Today, with nothing changed in the light I did another measurement with the same 30Q and got numbers very similar to the lower initial measurements. The measured current is the same as before. I tried another tailcap/switch just in case something changed in the switch to lower the current with the tailcap installed, but it didn’t change anything. So, I can’t explain why the measurement is lower now. Measuring other lights suggests my meter is reading fine now.
Using a boring bar tool on a lathe. Like I noted above, the tube wall is pretty thin now in some places. It is definitely not possible for lots of 18650 tubes. It turns out I didn’t have to bore the tube out as much as I did, though. The 20700 cell rattles just a little bit now.
It takes a bit of time but a drill bit wrapped with tape and 180-220 sandpaper will work just fine. Wrap the tube with tape for a better grip and wear gloves, mask, and eye protection as it gets hot with fine aluminum dust. You want a snug enough fit that you can just get the tube over the sandpaper and hold it still against the torque. Add tape under the paper as the bore increases and figure on using most of a sheet.
I replaced the dedomed XPG2s with sliced SST20s, hoping to get some more output. It pulls 15.3A (with VTC5A) measured using a 10mOhm shunt replacing the tail cap. It does around 3900 lumens at start and 3700 lumens at 5s and 92kcd at 10s.
Right after I changed the emitters I measured the current and it was only 12A. Based on the emitter forward voltage and estimated circuit resistances I estimated it should pull around 16A, so I suspected there was some extra resistance somewhere, around 16mOhms.
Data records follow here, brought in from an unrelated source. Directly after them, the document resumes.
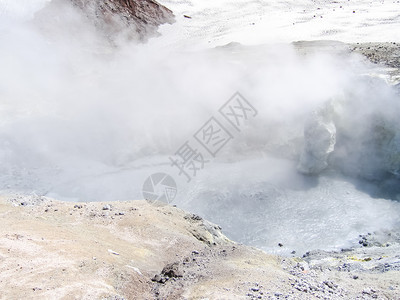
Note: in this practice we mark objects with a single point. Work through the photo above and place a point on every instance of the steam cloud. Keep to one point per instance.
(86, 120)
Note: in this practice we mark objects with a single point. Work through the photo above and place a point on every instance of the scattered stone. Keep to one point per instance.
(172, 270)
(113, 252)
(107, 207)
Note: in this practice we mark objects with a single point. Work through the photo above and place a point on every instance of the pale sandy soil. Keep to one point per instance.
(59, 250)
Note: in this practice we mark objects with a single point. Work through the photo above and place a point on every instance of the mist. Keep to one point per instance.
(84, 119)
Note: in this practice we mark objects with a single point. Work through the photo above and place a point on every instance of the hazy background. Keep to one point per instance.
(84, 120)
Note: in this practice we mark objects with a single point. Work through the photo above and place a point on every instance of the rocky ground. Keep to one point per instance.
(140, 250)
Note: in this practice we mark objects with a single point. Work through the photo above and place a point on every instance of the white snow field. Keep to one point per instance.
(83, 121)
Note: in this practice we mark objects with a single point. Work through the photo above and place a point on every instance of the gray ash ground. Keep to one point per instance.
(379, 53)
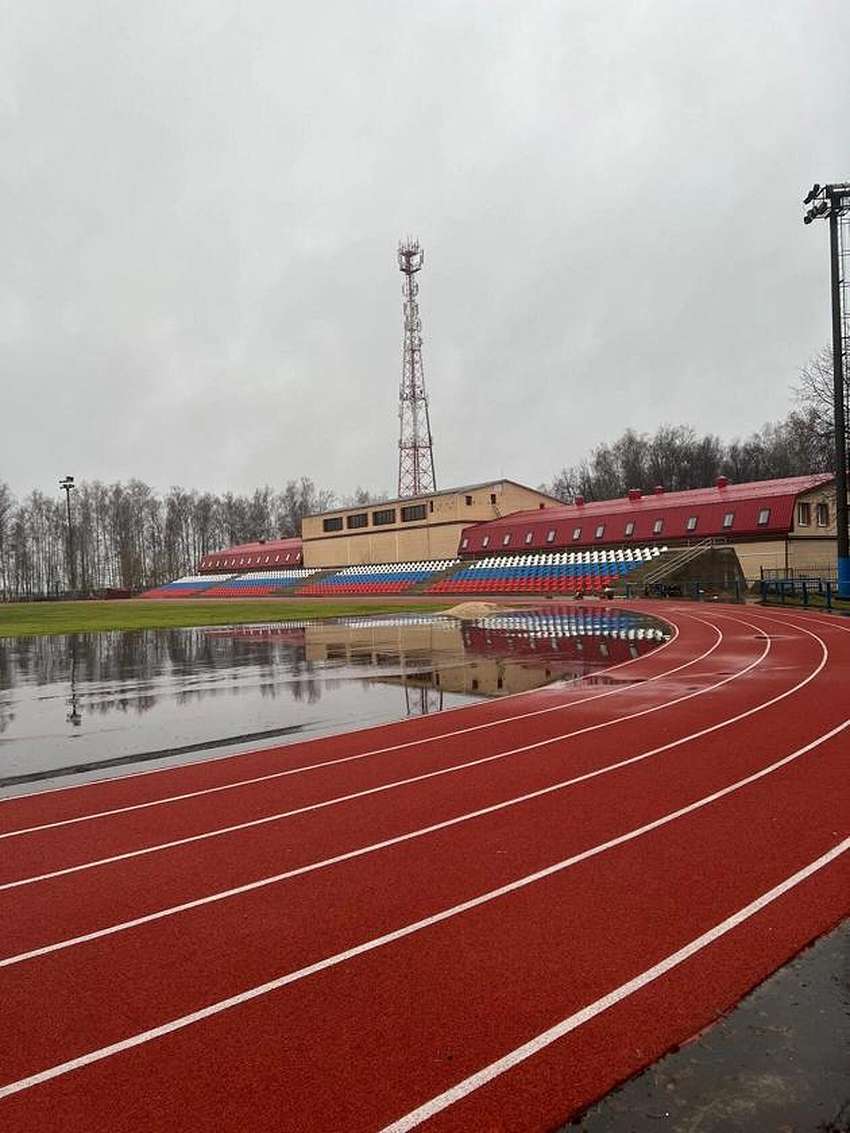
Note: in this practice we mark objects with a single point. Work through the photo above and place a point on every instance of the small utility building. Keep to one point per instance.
(414, 529)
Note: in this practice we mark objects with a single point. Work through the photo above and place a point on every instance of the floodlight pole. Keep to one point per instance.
(833, 202)
(838, 393)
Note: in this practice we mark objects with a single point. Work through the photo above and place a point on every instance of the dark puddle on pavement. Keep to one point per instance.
(779, 1063)
(88, 705)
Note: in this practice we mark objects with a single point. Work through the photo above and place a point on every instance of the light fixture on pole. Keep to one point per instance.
(67, 486)
(832, 202)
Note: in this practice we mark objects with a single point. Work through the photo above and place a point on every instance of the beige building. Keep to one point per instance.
(411, 530)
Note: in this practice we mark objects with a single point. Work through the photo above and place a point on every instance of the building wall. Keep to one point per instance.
(435, 536)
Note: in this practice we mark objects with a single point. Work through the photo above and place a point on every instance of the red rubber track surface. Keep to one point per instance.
(439, 905)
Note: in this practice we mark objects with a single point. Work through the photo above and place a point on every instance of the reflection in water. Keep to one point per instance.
(88, 700)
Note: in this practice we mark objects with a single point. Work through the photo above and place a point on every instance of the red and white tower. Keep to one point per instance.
(416, 450)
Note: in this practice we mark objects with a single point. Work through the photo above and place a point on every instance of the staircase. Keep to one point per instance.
(673, 562)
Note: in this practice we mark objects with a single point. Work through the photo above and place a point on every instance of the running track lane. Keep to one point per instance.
(379, 1034)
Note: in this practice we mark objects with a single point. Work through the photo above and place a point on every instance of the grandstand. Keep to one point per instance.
(557, 572)
(381, 578)
(523, 542)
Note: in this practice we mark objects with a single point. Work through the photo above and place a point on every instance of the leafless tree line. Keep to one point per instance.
(677, 457)
(126, 536)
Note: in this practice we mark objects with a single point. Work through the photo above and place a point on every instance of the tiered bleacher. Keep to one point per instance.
(377, 578)
(258, 584)
(186, 587)
(560, 571)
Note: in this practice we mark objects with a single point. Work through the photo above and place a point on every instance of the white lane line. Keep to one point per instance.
(235, 1001)
(368, 727)
(363, 851)
(364, 755)
(468, 1085)
(337, 800)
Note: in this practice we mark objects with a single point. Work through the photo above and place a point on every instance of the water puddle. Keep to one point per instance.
(82, 706)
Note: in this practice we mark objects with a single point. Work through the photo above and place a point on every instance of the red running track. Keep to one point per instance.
(481, 920)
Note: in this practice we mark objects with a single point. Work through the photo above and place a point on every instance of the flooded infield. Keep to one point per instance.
(93, 705)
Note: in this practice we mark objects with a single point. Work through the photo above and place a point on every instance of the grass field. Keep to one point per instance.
(28, 619)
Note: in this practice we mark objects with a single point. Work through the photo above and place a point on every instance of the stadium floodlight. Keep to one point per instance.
(832, 202)
(68, 486)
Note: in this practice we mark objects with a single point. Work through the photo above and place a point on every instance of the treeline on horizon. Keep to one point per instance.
(128, 537)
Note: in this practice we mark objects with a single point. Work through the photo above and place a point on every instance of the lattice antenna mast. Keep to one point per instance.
(416, 449)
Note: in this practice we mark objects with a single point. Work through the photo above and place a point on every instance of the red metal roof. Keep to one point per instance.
(280, 553)
(577, 525)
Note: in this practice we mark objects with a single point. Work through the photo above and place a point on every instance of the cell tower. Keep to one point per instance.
(416, 450)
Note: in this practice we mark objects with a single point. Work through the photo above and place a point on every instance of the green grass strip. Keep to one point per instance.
(31, 619)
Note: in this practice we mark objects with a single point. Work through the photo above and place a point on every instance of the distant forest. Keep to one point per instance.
(127, 536)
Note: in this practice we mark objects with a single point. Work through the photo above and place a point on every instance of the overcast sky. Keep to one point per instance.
(202, 201)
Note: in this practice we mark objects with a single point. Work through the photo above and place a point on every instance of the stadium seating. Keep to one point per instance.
(258, 584)
(187, 587)
(559, 572)
(380, 578)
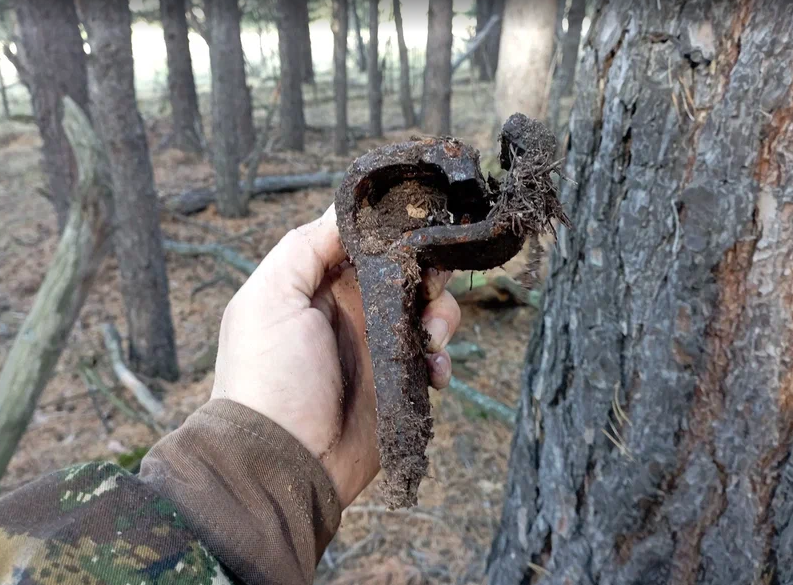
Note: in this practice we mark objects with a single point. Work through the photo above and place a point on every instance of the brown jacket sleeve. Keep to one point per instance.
(254, 496)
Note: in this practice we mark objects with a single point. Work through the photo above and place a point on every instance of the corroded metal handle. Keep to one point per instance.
(424, 203)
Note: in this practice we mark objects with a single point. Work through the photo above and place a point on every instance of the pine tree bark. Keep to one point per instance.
(340, 23)
(405, 95)
(356, 18)
(4, 96)
(521, 83)
(375, 76)
(668, 317)
(55, 67)
(137, 239)
(560, 100)
(436, 115)
(226, 146)
(486, 57)
(293, 123)
(242, 93)
(305, 41)
(187, 131)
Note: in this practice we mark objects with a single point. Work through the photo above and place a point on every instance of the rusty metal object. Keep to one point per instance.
(424, 203)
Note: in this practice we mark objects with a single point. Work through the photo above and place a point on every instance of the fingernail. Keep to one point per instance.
(441, 367)
(438, 330)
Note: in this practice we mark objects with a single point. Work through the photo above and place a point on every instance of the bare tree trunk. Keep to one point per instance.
(486, 57)
(305, 42)
(187, 132)
(436, 115)
(6, 108)
(339, 25)
(405, 95)
(655, 443)
(362, 64)
(242, 93)
(83, 245)
(293, 123)
(521, 83)
(136, 238)
(224, 28)
(560, 100)
(374, 74)
(54, 68)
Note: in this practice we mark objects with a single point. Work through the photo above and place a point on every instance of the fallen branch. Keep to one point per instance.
(94, 383)
(129, 380)
(219, 252)
(490, 406)
(197, 200)
(476, 42)
(83, 245)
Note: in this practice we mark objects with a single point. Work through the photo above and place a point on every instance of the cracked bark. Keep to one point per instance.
(293, 123)
(187, 131)
(55, 67)
(671, 301)
(137, 240)
(436, 117)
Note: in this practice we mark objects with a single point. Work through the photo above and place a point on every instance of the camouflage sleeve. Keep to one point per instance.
(229, 497)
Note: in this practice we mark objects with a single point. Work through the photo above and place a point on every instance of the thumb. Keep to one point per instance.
(295, 267)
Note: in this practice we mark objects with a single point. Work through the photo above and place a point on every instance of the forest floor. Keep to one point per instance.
(447, 537)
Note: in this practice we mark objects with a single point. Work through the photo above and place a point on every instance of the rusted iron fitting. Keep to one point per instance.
(424, 203)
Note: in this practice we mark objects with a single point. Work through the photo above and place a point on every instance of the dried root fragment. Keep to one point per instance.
(424, 203)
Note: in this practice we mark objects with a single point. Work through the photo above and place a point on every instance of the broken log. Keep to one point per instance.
(127, 378)
(83, 245)
(219, 252)
(197, 200)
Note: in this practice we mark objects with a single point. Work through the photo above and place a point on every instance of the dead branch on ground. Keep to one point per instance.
(196, 200)
(83, 245)
(217, 251)
(490, 406)
(128, 379)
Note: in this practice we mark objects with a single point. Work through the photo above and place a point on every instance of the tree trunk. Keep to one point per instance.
(560, 100)
(4, 96)
(224, 28)
(293, 123)
(655, 439)
(187, 132)
(241, 91)
(405, 95)
(339, 25)
(436, 117)
(55, 67)
(362, 64)
(136, 238)
(521, 83)
(486, 58)
(305, 41)
(84, 244)
(374, 74)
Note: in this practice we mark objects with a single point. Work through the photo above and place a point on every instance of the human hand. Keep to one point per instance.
(293, 348)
Sure enough I found it the first place I checked, between the driver ground and the head/tube threads; 15mOhms. This driver is one with the thinner PCBs from mtnelectronics. I had put solder blobs on the ground ring so it made good contact with the retaining ring, and it seemed like it was making good contact, but apparently it wasn’t. I beefed up these blobs with pieces of copper wire and got the resistance down to 1mOhm. I think the bad ground ring connection must have been the reason for the inconsistent measurements I described in earlier posts. Anyway I am very happy to have boosted the output of this light and to have figured out the source of the low/inconsistent performance I saw before.
The oxide layer that forms on most solder is likely a cause for the increased contact resistance. For this reason, I’ve stopped using solder blobs for contacts wherever possible. Instead, I’ll solder on little brass or copper discs/bb’s to make the contact surface less oxidation/abrasion sensitive. DeOxit D100 works great as well.